Placidica fue una señora mayor que vivía en la calle Mestanza, tuvo la desgracia de ver morir a todos sus hijos, al menos seis o siete, todos hombres y mujeres. Recuerdo de ver las fotografías de todos, que los tenían en cuadros que ocupaban todo el portal. El último que murió fue Salvador, recién casado, que dejó un hijo muy pequeño. Placidica era la abuela materna de Raimundo Garrido y hermana de Ritica, abuela paterna del Toli.

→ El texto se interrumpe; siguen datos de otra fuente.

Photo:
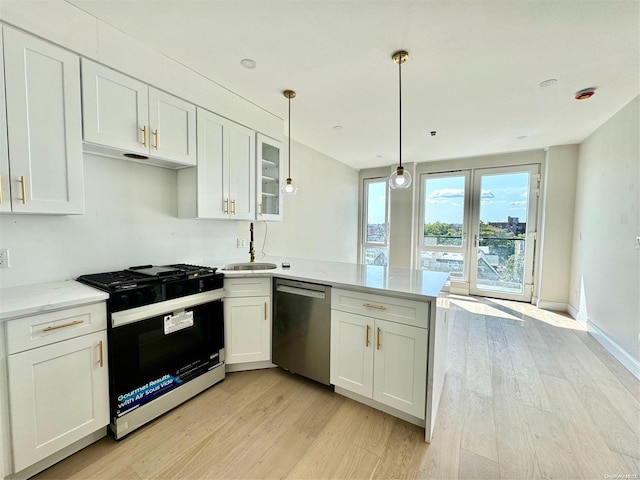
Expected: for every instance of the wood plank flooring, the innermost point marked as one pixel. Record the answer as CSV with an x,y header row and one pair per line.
x,y
528,394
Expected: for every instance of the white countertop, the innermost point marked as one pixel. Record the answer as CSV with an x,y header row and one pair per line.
x,y
418,284
44,297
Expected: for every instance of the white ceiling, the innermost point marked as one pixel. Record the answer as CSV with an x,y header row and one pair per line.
x,y
472,75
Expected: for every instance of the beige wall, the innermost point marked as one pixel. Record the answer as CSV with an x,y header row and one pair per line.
x,y
605,272
321,221
131,209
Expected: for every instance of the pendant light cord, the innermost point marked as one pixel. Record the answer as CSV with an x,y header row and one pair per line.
x,y
400,106
289,136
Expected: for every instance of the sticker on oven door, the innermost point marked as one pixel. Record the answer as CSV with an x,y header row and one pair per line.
x,y
173,323
145,393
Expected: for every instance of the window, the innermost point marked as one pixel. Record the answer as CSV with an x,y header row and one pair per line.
x,y
375,228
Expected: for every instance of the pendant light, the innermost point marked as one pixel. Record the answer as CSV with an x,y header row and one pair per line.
x,y
289,188
400,178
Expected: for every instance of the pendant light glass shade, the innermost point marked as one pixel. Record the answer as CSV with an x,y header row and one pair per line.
x,y
400,178
288,187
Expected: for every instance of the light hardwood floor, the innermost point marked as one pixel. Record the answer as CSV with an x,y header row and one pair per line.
x,y
528,394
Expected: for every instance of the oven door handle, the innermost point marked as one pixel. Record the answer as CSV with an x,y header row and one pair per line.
x,y
161,308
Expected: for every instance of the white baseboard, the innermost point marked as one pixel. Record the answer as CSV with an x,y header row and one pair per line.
x,y
614,349
574,314
555,306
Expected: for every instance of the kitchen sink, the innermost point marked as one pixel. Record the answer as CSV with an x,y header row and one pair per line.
x,y
249,266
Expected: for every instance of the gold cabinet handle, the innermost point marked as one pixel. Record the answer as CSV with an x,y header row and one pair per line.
x,y
56,327
23,186
377,307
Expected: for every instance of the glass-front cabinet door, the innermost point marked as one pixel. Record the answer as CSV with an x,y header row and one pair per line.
x,y
269,171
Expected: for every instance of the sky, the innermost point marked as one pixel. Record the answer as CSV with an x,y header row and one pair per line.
x,y
503,196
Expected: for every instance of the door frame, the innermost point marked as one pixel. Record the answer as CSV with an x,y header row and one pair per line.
x,y
466,220
531,233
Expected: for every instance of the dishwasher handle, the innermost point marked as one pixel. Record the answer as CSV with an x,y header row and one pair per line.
x,y
301,291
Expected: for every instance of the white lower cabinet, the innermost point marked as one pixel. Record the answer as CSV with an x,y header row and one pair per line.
x,y
382,360
58,381
247,320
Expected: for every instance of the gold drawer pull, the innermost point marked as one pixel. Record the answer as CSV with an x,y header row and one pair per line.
x,y
377,307
70,324
144,136
23,185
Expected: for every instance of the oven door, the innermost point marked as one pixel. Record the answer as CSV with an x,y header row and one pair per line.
x,y
156,348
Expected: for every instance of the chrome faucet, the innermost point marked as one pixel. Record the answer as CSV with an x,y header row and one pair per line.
x,y
252,252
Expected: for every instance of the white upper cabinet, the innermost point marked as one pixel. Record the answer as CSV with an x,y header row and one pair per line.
x,y
5,193
115,109
270,177
224,178
44,136
172,127
126,118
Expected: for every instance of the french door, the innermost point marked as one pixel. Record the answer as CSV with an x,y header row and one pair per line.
x,y
479,226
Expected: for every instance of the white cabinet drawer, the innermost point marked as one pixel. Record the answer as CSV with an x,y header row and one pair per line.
x,y
247,286
38,330
399,310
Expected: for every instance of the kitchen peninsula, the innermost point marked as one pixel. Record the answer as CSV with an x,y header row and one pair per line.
x,y
363,298
389,330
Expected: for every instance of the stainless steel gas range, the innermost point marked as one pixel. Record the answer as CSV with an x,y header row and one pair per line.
x,y
166,338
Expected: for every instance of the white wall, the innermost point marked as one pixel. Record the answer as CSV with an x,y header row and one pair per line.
x,y
321,221
131,219
605,272
557,203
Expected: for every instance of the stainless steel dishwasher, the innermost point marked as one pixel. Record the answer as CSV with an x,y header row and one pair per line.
x,y
302,328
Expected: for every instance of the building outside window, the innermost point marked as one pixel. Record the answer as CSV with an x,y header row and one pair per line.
x,y
375,228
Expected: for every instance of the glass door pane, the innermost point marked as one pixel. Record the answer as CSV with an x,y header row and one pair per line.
x,y
443,232
502,250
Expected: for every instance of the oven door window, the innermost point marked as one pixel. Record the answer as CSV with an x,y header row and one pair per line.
x,y
153,356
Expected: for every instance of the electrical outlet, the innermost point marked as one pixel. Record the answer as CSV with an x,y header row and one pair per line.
x,y
4,258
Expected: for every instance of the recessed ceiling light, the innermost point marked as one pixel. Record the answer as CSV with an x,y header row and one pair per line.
x,y
248,63
548,82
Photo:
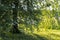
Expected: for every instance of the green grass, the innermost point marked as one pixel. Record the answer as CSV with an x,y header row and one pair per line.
x,y
43,34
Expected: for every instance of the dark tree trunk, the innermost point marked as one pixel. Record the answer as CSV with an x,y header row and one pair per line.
x,y
15,23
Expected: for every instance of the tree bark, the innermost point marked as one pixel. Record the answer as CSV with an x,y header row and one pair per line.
x,y
15,23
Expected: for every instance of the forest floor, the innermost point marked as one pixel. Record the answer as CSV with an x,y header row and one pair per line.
x,y
39,35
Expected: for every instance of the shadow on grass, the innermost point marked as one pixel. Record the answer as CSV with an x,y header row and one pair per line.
x,y
55,35
40,37
21,36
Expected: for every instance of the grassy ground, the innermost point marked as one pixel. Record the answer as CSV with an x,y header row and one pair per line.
x,y
43,34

A esta señora, deshecha por su desgracia, le criaron un perrillo por si él encontraba algo que pudiera calmar ese inmenso dolor que atormentaba su vida. Isidro se llamó este famoso y esquelético animal, que gracias a su superdotada astucia e instinto, pudo superar, no fácilmente, los años del hambre. Creo que de los perros callejeros que había en Baños sólo quedó éste.

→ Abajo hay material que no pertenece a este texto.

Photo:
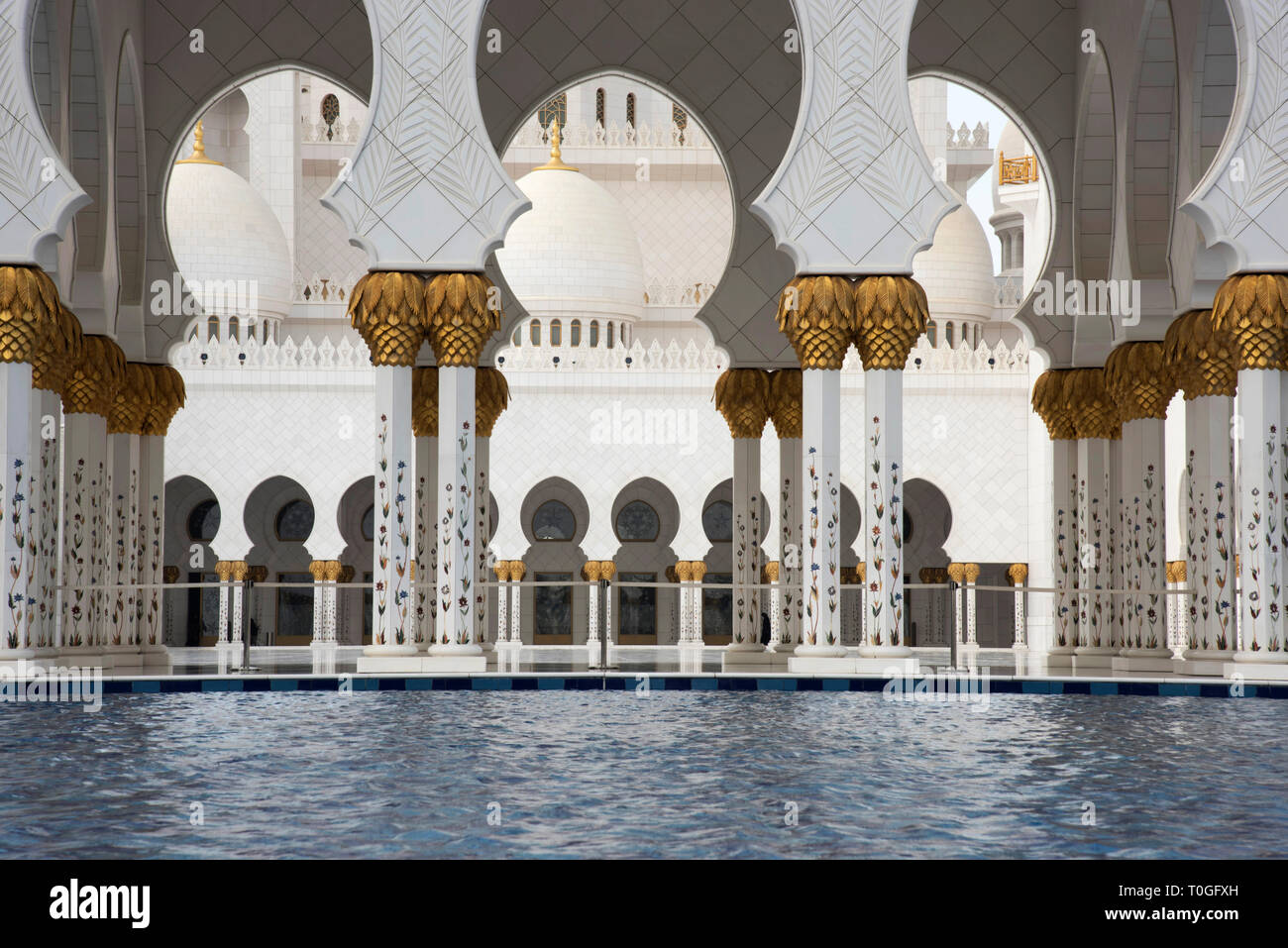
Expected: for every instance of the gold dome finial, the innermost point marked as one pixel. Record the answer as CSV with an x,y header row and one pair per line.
x,y
555,162
198,150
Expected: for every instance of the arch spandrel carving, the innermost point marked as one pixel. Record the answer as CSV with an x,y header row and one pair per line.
x,y
855,192
37,188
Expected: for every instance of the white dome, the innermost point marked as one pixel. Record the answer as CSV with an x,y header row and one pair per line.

No fue el perro Mastín que tenía la misión de guardar el ganado a cambio de un pedazo de chicharro o pella cada veinticuatro horas, ni el chucho que llevaba el mulero al campo para guardar el hato, y de noche la cuadra a cambio de un coscurro y un estacazo si se lo merecía.
El perro de Placidica no fue de éstos, quiso ser libre, a su casa sólo iba a dormir, Placidica no podía echarle nada de comer. Cuando abría la puerta por la mañana, desaparecía hasta la noche. Pillaba calle por calle y casa por casa, achuchaba la puerta sin hacer ruido, metía el hocico y olfateaba. Si había gente, se iba y hacía igual en la casa siguiente. Cuando reconocía que no había nadie dentro de la casa, entraba como un sonámbulo directamente a la cocina. Si había un puchero puesto en la lumbre cociendo algo de comida sujeto con el morrillo, cuidadosamente este animal lo volcaba sin romperlo. Éstos solían ser de barro cocido, derramaba al suelo la comida para que se enfriara pronto, y rápidamente se la comía pues no podía perder tiempo. Cuando no había nada puesto en la lumbre, como casi siempre, descolgaba el candil, que solía estar en la chimenea de todas las casas humildes, ya que sólo tenían una bombilla de quince bujías colgada en el portal para alumbrar toda la casa. Este animal sabía que en la torcía del candil siempre había algo de aceite y salia con él en la boca como un relámpago, y en las canteras del Santo Cristo se comía la torcía y le sacaba brillo al candil.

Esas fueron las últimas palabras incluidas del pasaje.